A bomb went off Monday outside the Afrik Hotel near the international airport in Mogadishu, Somalia, killing at least 17 and wounding at least 18 others. The blast knocked witnesses to the ground and destroyed multiple buildings nearby. Reports detailed a thick black smoke all throughout the surrounding area after the explosion. Al-Shabab, an Islamist militant group, claimed responsibility for the suicide bombing. According to Al Jazeera, a suicide bomber crashed a car filled with explosives into the hotel as armed gunmen forced their way into the hotel shortly after. The explosion occurred as motorists were heading to work in the morning and others were travelling to Mecca, Saudi Arabia, to attend the Hajj pilgrimage, the Associated Press reported.
As part of a statement released after the blast, al-Shabab declared: “The martyrdom operation was carried out using a vehicle loaded with explosives which targeted a checkpoint along the airport road.” Some civilians and police officers spoke with reporters after the blast. “I was not very far away from where the blast occurred, and I could see several people lying [on the ground], some of them dead with a pool of blood,” Abdikarim Mohamed told Agence France-Presse, “I was forced to the ground by the shockwave. I saw nearly ten people lying on the ground, some motionless and others screaming for help.” Regarding the casualties, Ahmed Bashane, a police officer, told Deutsche Press-Agentur: “We have collected and confirmed the bodies of 17, including the suicide bomber.”
The UN Security Council said of al-Shabab in a statement last year, “Al-Shabaab has engaged in acts that directly or indirectly threaten the peace, security, or stability of Somalia […]” In addition to suicide bombings, al-Shabab has engaged in a host of other human rights violations in recent decades. According to Amnesty International, al-Shabab has “severely restricted humanitarian access” in Somalia by banning the UN and other international actors from providing assistance in its strongholds. The group also recruits young boys as child soldiers. Young girls are recruited to cook, clean, and often marry al-Shabab members, and the militants severely limit access to education.
According to the US Council on Foreign Relations’ Global Conflict Tracker, al-Shabab harbors an estimated 7000-9000 fighters. The group primarily conducts attacks in Somalia and neighboring Kenya, both of which are defended by African Union Mission in Somalia (AMISOM) soldiers. The group started in 2006 as a radical youth wing in Somalia’s former Union of Islamic Courts, taking advantage of a weak central government and assuming control of vast swaths of land before its peak in 2011. Al-Shabab promised residents security but refused international assistance and lost credibility thereafter when the country entered famine and drought. In 2011, Kenyan troops drove out many al-Shabab soldiers and re-established government control in most territories. Since then, the Somali government has regained control over Mogadishu and other towns, and basic services are now present in these areas. The country is still highly unstable, and democratic elections do not seem feasible soon, according to BBC. The militant group still maintains control in northeast regions of Kenya, along the Ethiopian and Somali borders. While al-Shabab has rejected an alliance with Islamic State, it reportedly maintains links with other militant groups on the African continent, including Boko Haram and al-Qaeda. It has carried out multiple attacks in recent years, killing hundreds.

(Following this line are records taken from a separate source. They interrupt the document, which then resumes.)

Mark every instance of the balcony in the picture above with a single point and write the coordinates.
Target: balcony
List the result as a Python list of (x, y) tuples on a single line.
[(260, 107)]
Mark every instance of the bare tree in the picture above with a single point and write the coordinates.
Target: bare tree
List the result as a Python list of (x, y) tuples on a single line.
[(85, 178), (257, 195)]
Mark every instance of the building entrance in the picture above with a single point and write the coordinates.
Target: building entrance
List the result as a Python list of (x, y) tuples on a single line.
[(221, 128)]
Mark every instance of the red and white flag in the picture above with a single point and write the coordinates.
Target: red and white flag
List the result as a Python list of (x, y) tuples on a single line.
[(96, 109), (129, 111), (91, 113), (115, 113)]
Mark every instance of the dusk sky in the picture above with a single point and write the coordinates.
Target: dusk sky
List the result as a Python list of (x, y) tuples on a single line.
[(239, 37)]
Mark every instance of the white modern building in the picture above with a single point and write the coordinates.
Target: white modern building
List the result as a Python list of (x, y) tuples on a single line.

The United States increasingly provides military assistance, in the form of troops and targeted strikes, to Somalia. Even so, the AMISOM soldiers are dwindling in number as the European Union passed a funding cut after allegations arose of corruption within the African Union forces. While investigation of such allegations would be wise, violence perpetrated by al-Shabab and its allies will likely continue. International assistance in combatting senseless attacks on civilians seems a necessary priority for establishing stability in the region. Assistance could come in the form of additional AMISOM troops, UN peacekeepers, and an increased training and supplying of local defensive forces. International actors would do well to expand humanitarian assistance such as food aid and refugee resources. While the road to substantive democracy in Somalia is long, immediate action can be taken to assist civilians put in harm’s way and bolster defensive forces in the area.